Evaluating a minimax tree
The strategy behind the Minimax algorithm is that the computer assumes that both players will play to the best of their ability. So, if the opponent has the choice of a bad move or a good move, the computer will have the opponent choose the good move.
This simple and relatively obvious concept is the secret behind the minimax tree. Let's say the computer was programmed to play as Max. The best move or series of moves for the computer to make are those moves that result in the highest point value, no matter what Min does. Min will obviously try to choose the moves that result in the lowest point value.
In a sense, the bottom nodes of the tree are the only ones that need to be evaluated for a positional value, because they are the end product.

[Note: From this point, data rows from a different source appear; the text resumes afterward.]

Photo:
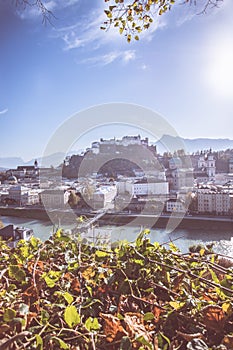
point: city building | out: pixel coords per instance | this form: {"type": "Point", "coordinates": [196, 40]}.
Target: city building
{"type": "Point", "coordinates": [216, 200]}
{"type": "Point", "coordinates": [175, 206]}
{"type": "Point", "coordinates": [54, 198]}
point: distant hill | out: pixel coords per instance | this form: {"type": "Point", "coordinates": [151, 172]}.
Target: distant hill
{"type": "Point", "coordinates": [12, 162]}
{"type": "Point", "coordinates": [166, 143]}
{"type": "Point", "coordinates": [169, 143]}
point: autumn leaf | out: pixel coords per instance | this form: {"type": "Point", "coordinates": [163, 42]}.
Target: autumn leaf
{"type": "Point", "coordinates": [213, 317]}
{"type": "Point", "coordinates": [112, 327]}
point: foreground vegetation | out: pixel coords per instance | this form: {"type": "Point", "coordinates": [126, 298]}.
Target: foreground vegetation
{"type": "Point", "coordinates": [66, 294]}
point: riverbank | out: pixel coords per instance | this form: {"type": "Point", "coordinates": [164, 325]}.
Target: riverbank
{"type": "Point", "coordinates": [119, 219]}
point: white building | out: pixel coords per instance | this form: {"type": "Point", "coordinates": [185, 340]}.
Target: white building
{"type": "Point", "coordinates": [215, 200]}
{"type": "Point", "coordinates": [56, 199]}
{"type": "Point", "coordinates": [103, 196]}
{"type": "Point", "coordinates": [206, 163]}
{"type": "Point", "coordinates": [175, 206]}
{"type": "Point", "coordinates": [149, 188]}
{"type": "Point", "coordinates": [125, 141]}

Let's say the bottom nodes are always a position in which it is Max's turn to play. The computer would assume that Min would play the lowest-point move as possible, so the minimax value of any Max node would be equivalent to the point value of Min's lowest-point child node.

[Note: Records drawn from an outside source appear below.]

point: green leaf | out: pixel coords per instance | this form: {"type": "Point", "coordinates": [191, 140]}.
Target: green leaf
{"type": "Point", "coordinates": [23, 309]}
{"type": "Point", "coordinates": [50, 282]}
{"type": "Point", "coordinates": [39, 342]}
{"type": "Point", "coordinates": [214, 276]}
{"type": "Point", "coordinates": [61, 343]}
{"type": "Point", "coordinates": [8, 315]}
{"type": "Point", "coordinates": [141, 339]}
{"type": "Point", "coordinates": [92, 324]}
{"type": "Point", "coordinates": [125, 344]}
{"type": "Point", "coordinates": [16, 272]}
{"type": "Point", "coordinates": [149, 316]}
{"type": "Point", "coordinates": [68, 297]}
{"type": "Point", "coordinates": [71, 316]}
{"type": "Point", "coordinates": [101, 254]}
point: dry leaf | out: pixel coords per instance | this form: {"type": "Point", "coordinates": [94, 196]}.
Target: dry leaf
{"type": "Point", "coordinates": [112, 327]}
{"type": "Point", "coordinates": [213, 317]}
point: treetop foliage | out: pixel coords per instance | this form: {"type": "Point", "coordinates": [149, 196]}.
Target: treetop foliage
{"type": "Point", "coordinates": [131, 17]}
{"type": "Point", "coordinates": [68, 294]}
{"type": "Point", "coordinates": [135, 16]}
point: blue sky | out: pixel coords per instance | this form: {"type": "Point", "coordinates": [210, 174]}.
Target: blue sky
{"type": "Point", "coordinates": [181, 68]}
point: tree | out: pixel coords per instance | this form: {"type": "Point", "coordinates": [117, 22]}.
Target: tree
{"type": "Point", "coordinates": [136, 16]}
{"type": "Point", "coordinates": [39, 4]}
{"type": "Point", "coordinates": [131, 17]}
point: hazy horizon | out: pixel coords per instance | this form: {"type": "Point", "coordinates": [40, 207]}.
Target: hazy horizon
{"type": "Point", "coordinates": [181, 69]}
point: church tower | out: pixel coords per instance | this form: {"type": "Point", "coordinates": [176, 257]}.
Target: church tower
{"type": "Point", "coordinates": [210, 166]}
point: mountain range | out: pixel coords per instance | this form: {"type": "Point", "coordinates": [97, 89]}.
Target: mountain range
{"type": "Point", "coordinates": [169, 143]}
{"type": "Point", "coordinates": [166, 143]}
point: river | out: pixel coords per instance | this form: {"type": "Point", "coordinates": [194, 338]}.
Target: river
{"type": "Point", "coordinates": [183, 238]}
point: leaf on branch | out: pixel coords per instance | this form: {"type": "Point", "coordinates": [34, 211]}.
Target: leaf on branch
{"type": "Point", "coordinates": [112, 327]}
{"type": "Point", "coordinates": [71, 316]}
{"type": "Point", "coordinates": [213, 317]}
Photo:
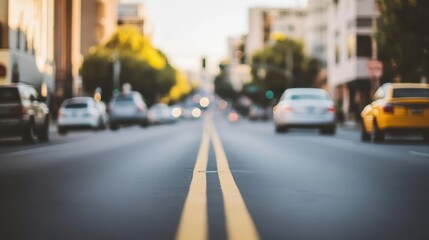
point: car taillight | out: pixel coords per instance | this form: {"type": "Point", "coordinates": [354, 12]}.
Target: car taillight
{"type": "Point", "coordinates": [275, 109]}
{"type": "Point", "coordinates": [140, 108]}
{"type": "Point", "coordinates": [388, 108]}
{"type": "Point", "coordinates": [20, 110]}
{"type": "Point", "coordinates": [287, 109]}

In the end, the computer's strength comes from the computer's ability to evaluate a position, and how deep the computer can read, just like in human board game playing. A chess grandmaster would often be able to evaluate slight differences better than an amateur, and the grandmaster will also be able to look ahead further. So, the computer looks ahead as far as it can, and it won't play grossly bad moves because it will see the crushing response from its opponent.
There are many algorithms that will help the efficiency of the Minimax tree search. One such algorithm is called Alpha-Beta Tree pruning. In a search using the Alpha-Beta pruning technique, the computer only has to search approximately the square root of the number of nodes it would have searched without the technique. Thus, when the computer would normally examine 400 nodes, the new program might only examine 20.

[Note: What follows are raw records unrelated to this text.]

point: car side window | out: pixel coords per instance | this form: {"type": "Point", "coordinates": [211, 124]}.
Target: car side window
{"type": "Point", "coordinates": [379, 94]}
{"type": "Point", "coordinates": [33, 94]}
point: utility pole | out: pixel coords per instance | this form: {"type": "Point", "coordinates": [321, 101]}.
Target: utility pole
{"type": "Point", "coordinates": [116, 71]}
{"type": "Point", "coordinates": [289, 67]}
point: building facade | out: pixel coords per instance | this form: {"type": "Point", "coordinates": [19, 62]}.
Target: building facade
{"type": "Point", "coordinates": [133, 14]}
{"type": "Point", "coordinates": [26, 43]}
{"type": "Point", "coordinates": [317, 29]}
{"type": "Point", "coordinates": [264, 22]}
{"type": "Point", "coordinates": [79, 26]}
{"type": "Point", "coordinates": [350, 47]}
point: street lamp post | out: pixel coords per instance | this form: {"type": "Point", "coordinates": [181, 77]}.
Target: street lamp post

Other tools include the Transposition table, which records the results of searches in a small, fast table. Often, the same positions can be reached with a different sequence of moves. These two positions are said to transpose to each other. The table helps the computer recognize a board position it has already examined, and thus save time at the expense of memory.
Together, these techniques allow the computer to search through many, many nodes and thus simulate tactical thought. Although other techniques are coming into the spotlight (noticeably Neural Networks), the minimax tree is at the heart of the best programs.